In what could be categorized as a battle of the banners, to express their disdain regarding public displays of belief, a gaggle of atheists have hoisted an ensign emblazoned with the following: “At this season of the winter solstice, there are no gods, no devils, no angels, no heaven or hell. There is only the natural world. Religion is but a myth and a superstition that hardens hearts and enslaves minds.”
Perhaps the greatest gift such deluded infidels could be given this Christmas season would be for someone to point out that their countersign is itself fraught with a number of faith-based assumptions as ultimately improvable as anything held by the most ardent adherents of traditional religious belief.
For example, can the atheist really irrefutably prove that only the natural world exists? If one wanted to get really snotty about it, couldn’t one make the argument that, since man’s knowledge is finite, God is floating a mere two inches out of range of the most powerful telescopes ever designed?
The banner hoisted by the unbelievers attempts to strike an eminently scientific pose. However, its conclusion has nothing whatsoever to do with experimental objectivity.
Furthermore, aren’t we often chided in response to the most ludicrous postulations to keep an open mind? So why is the existence of God an invalid assumption?
The banner concludes, “Religion…hardens hearts and enslaves minds.” But if nothing exists beyond physicality and materiality, on what grounds are hard hearts and enslaved minds such a negative thing?

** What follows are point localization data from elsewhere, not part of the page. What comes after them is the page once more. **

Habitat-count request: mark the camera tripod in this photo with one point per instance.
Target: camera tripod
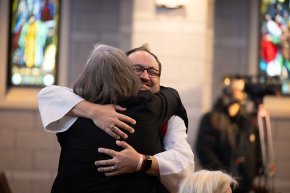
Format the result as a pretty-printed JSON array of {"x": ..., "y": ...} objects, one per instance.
[{"x": 266, "y": 181}]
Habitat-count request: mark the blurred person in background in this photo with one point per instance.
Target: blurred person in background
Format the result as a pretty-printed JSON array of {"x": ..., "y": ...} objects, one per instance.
[{"x": 228, "y": 136}]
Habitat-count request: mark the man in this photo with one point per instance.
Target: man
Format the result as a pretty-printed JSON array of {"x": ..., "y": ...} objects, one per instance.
[
  {"x": 227, "y": 138},
  {"x": 171, "y": 165}
]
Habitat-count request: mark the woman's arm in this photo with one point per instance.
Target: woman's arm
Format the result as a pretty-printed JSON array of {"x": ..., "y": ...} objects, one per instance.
[{"x": 59, "y": 108}]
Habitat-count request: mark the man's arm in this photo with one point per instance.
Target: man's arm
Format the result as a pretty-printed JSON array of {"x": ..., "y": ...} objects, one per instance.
[
  {"x": 172, "y": 165},
  {"x": 177, "y": 161},
  {"x": 59, "y": 108}
]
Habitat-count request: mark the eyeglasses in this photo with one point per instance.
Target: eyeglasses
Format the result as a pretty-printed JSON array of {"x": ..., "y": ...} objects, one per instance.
[{"x": 151, "y": 71}]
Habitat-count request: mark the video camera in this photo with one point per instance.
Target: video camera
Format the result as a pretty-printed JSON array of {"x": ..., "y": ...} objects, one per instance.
[{"x": 256, "y": 87}]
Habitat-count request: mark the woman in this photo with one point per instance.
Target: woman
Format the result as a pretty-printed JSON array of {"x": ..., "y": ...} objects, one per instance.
[
  {"x": 205, "y": 181},
  {"x": 109, "y": 78}
]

With power and brute force being the only true values since they promote survival and existential optimization of those that wield them, why are hard hearts and enslaved minds less than optimal states of being? You see, in a materialistic context, one cannot even use the word “bad”.
During Christmas each year, St. Matthew’s-In-The-City Church in Aukland, New Zealand sponsors a billboard that the congregation considers provocative. This year, the church went with a billboard depicting the Virgin Mary holding a home pregnancy test with an expression of shock and dismay upon her face.
This work does attempt to take the viewer beyond the quaint romanticism of the Christmas story as popularly presented to better appreciate how the lives of those involved were profoundly impacted and altered. Yet this depiction is still wrong on a number of levels.
There is one thing the observant notices right out of the gate. That is just how long would you live if you drew the portrait of the founder of a particular world religion with a proclivity for loud explosions holding a home pregnancy test?
Secondly, depicting Mary with a look of befuddlement on her face ignores the facts and implications of the Biblical account. A surprised look would indicate a couple of things.
A pregnancy test suggests that the angel did not make the announcement to Mary as chronicled in Luke Chapter 1. According to the artistic depiction in question, she would not have suspected she was with child until whatever it is that prompts a woman to suspect she might be and seeks confirmation through the highlighted pharmaceutical apparatus.
If the angel did appear as detailed, the taking of a home pregnancy test would indicate that Mary did not believe the angel. And though there were no doubt times that her heart grew heavy as did that of her child in the Garden of Gethsemane, there is no indication from Holy Writ that she ever doubted the veracity of the message sent to her and the move of God upon her. In Luke 1:38, Mary says, “I am the Lord’s servant. May it be to me as you have said (NIV).”
Many dismiss billboards as nothing but blights upon the landscape. But if one takes a closer look, one discovers how a number of these oversized signs can highlight the ideas clamoring for prominence in public perception and a remind Christians why they must always be ready to give an answer in response to the confusion and despair that has gripped mankind in various forms throughout history.